On being natural in Nigeria
I'd say my experience has been largely positive. I do get silly statements like "You are so lucky you have good hair" or "It's the oyinbo side of you that allows you to rock your hair in its natural state", "You are lucky your hair is soft". It's all rubbish really. My hair is a vicious jungle! I lose pins in it, break combs, brushes and fully expect one day to lose my fingers!! As for curl patterns, FORGET IT!! I have at least four different structures going on. Good hair? It's all about learning what works for you and going from there.

The natural hair scene in Nigeria
The natural scene is definitely on the rise. It's exciting how many people are willing to embrace their natural selves. I have no issues with relaxers and weaves, what worries me is the ladies who haven't worn their hair natural in years because they don't feel comfortable or don't know how to. We are lucky that we live in an age with a wealth of information online. There really is no excuse for not doing the research. The first time you relaxed your hair you were not automatically uploaded with all the 'how to' knowledge. It's trial and error, it's a journey, I challenge everyone to learn a bit more about themselves through a natural hair journey. You can always go back to the weave every now and then but GIRL your hair is a part of you. Would you say: "I don't like my arm, I'm gonna cover it up and never let it see the light of day"? 

Blow out on natural hair (photo courtesy of subject)
Natural in Nigeria Vs the rest of the world
The main difference for me is the in-access to natural hair salons or shops that sell a large variety of products for naturalistas. Kinky Apothecary is definitely doing wonders to bridge that gap. There are hair salons that claim to cater to natural hair but more often than not they are still lacking in some basic knowledge. For instance after a lovely deep condition, a hair technician began ripping my hair from root to tip and grumbling that it was too thick.

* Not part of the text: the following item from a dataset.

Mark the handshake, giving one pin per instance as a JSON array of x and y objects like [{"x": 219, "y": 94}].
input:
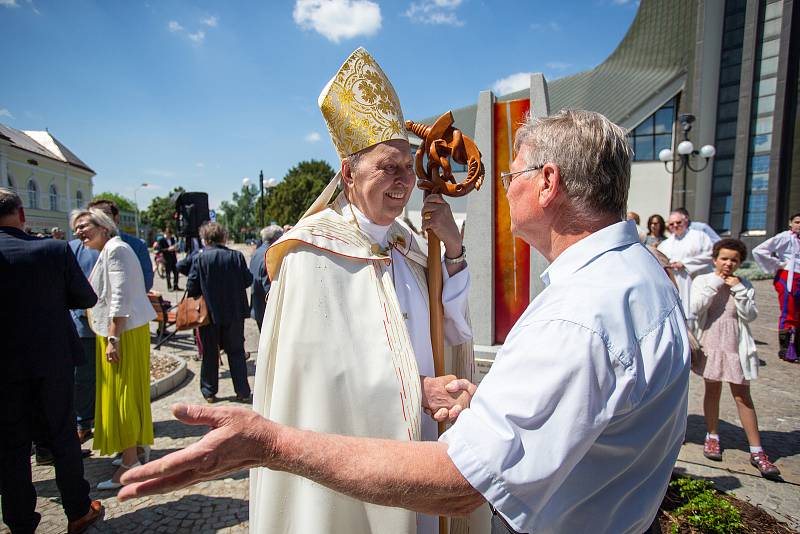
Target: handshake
[{"x": 445, "y": 397}]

I tried (really tried) to calmly tell her that she was shredding my hair and had to do it gently in the the other direction. I was curtly told "Madam this is how we do it here and none of our customers have ever complained".  There is definitely a HUGE gap in the market for TRAINED natural hair technicians in Nigeria. 

Photo courtesy of subject
Thanks for saying it like it is, Fi. (And I'm still cracking up at "Cheese and crackers"!)


  1. Well, she's simply stunning!

    Love the way her personality crackles off the page too!

  2. wow! she's so right! we really do need natural hair technicians!whenever I go to salons (probably because i'm too lazy to wash) I more often than not organize a lil seminar on basic natural hair care techniques if they are willing to learn something new. if not, I run away as fast as I can, fro flapping in the wind!
    Some people just assume I have good hair and help me draw my family tree to include non existent biracial ancestors!
    we do have a long way to go...but more importantly,we've started moving!

  3. Gorgeous! I love that she's done so much with her hair - locs, short, shaved, blown out :)

    My cousin did something similar - she did a big chop (she had very long relaxed hair) and EVERYONE including the stylist told her she was making a big mistake. She ignored them... and she's still natural :)

  4. My hair was starting to rebel against castor oil too, until I started mixing it up with jojoba oil to thin it out and make it less sticky. Now my hair loves it.

  5. What happens when ur hair rebels against castor oil?